At the back of his mind is always money: her stated price is £500, and he goes about amassing this sum, keeping it in a brown envelope in his jacket pocket. But his true fantasy is not that she will finally yield her charms to him in return for cash - but that she will do so of her own free will. Like so many men before (and after) him, he tries to escape his sexual straitjacket by dressing his lust up as love.
This is just one of the sexual clichés that abound in the book - but all are valid. In particular, de Bernières explores with accurate insight the allure of the unreconstructed Eastern European woman to the downtrodden Western man.
A Partisan's Daughter is set in the 1970s, at a time when women's lib was, quite reasonably, blowing holes in the orthodoxy of things. Roza's reassuring ability (not to say willingness) to cook, her desire to please, her inescapable vulnerability, are like water in the desert to a man such as Chris.
In the 30 or so years that have passed, this sense of injustice that many Western males feel has not necessarily improved. Most are delighted to be sharing their lives with successful, fulfilled females; but some find the situation unsatisfactory, as though they had been cheated out of their chromosomal rights. For these men, there is something irresistible about a female who doesn't expect a man to locate her G-spot, or long to be chairman of the board.

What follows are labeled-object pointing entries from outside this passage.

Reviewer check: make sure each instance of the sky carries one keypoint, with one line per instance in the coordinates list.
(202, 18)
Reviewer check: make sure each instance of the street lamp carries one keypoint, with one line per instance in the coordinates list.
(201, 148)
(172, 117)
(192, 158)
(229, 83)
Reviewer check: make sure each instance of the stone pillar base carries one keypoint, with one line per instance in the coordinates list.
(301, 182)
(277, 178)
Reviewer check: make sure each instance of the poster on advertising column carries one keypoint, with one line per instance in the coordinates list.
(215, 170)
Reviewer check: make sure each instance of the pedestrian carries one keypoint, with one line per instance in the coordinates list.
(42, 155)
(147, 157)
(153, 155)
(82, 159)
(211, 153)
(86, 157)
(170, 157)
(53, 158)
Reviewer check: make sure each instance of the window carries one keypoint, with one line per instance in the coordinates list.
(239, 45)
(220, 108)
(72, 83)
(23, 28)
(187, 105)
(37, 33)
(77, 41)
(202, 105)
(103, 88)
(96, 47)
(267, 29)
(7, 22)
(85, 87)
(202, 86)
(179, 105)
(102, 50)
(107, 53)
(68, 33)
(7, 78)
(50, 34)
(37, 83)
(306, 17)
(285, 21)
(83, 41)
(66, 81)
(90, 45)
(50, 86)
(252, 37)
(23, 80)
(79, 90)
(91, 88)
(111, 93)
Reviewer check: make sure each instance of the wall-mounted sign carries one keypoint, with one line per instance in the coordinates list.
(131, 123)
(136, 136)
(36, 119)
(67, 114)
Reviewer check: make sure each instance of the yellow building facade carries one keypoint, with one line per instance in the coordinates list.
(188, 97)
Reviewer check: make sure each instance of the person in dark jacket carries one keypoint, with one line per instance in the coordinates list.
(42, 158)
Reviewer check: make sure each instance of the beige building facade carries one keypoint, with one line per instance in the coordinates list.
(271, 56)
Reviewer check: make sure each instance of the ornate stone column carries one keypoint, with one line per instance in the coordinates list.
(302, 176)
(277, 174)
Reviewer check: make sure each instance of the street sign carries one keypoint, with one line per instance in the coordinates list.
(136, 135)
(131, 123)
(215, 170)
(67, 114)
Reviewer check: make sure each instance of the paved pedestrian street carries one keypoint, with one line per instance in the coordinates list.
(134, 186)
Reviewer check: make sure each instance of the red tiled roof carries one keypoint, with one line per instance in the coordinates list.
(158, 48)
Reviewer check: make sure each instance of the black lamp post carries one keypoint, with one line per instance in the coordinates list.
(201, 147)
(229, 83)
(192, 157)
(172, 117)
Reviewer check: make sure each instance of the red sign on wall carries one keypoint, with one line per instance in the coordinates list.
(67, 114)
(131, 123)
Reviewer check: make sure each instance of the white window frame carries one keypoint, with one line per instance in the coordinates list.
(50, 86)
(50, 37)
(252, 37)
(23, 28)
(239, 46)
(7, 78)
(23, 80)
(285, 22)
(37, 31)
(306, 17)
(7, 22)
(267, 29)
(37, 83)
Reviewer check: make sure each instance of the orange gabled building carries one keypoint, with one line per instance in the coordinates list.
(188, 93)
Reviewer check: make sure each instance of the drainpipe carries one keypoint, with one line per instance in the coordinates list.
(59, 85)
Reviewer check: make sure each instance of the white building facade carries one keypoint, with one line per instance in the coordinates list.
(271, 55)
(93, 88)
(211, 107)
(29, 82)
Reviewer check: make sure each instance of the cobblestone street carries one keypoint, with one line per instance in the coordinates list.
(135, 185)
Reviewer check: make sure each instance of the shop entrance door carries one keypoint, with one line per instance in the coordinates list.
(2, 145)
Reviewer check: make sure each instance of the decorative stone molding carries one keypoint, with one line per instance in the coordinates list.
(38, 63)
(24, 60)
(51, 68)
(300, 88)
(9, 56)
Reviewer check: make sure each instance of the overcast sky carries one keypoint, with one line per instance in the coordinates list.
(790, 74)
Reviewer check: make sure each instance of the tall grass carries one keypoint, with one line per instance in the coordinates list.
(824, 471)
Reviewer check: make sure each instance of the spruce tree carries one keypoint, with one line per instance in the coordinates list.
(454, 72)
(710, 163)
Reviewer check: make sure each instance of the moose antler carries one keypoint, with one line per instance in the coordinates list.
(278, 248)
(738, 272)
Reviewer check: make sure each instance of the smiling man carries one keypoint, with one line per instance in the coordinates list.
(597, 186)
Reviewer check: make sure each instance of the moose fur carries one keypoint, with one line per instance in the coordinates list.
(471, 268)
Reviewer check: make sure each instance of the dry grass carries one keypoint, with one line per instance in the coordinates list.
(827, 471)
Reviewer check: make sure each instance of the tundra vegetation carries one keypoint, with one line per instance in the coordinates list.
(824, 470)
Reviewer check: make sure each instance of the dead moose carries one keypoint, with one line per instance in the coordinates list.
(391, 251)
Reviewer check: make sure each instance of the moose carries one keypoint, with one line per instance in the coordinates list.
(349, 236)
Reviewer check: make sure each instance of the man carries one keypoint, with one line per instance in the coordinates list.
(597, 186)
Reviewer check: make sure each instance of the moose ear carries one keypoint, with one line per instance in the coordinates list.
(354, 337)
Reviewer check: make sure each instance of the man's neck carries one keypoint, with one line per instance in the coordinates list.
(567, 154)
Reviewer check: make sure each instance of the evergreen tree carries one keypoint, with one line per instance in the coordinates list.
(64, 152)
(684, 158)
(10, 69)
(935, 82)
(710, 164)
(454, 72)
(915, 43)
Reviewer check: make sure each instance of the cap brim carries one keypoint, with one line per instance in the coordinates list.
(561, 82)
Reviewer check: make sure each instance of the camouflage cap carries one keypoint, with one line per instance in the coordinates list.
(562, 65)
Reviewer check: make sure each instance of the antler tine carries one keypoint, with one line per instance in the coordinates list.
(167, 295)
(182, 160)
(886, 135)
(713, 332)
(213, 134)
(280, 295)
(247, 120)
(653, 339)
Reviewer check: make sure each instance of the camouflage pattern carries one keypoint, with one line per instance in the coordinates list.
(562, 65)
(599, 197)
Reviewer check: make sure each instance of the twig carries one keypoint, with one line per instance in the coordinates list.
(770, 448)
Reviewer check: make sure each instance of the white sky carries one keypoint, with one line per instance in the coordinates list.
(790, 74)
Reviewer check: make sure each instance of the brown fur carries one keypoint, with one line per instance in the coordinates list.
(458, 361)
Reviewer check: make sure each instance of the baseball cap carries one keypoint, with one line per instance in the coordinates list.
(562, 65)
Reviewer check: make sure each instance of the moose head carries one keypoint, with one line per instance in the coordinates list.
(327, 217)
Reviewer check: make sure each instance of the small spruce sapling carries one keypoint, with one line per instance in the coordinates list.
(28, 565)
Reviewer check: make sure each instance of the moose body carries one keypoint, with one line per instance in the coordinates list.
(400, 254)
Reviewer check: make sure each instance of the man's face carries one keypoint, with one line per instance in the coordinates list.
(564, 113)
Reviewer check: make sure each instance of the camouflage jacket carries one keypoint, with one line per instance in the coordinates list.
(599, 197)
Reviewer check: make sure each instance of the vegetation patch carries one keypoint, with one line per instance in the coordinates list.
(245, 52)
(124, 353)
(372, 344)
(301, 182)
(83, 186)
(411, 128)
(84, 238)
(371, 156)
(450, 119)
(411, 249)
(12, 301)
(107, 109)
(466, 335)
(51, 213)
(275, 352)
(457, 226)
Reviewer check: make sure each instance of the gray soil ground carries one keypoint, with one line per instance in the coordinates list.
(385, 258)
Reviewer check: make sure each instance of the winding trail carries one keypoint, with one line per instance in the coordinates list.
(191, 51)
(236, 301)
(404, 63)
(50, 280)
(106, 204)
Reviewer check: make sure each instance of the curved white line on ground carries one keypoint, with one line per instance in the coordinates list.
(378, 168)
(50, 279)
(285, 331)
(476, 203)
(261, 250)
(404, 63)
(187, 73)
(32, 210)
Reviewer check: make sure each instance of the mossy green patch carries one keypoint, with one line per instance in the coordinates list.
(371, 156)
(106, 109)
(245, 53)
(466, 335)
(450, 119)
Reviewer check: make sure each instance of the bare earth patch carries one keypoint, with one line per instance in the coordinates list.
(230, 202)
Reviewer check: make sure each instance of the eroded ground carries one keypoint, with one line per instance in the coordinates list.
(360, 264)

Emasculated and exasperated by pushy, demanding Western women, the Roza prototype has its appeal, the perfect Stepford Wife fantasy of the female unspoilt by the expectations of feminism. All Roza wants is the love of a good man - and what's not to like about that?
Chris, of course, is not a good man and Roza (or indeed her real-life sisters) is not that straightforward. As a study in frustration, both sexual and romantic, A Partisan's Daughter is gripping. Unless you happen to be a complete ingénue in matters of life and love, it probably won't tell you anything you don't already know about the human condition - especially since, in the final resolution, de Bernières falls into his own trap by romanticising the distinctly unromantic profession of prostitution.
What no one can deny, however, is that he lights the reader's way on this uncertain journey with a storytelling flair that does, ultimately, make the game worth the candle.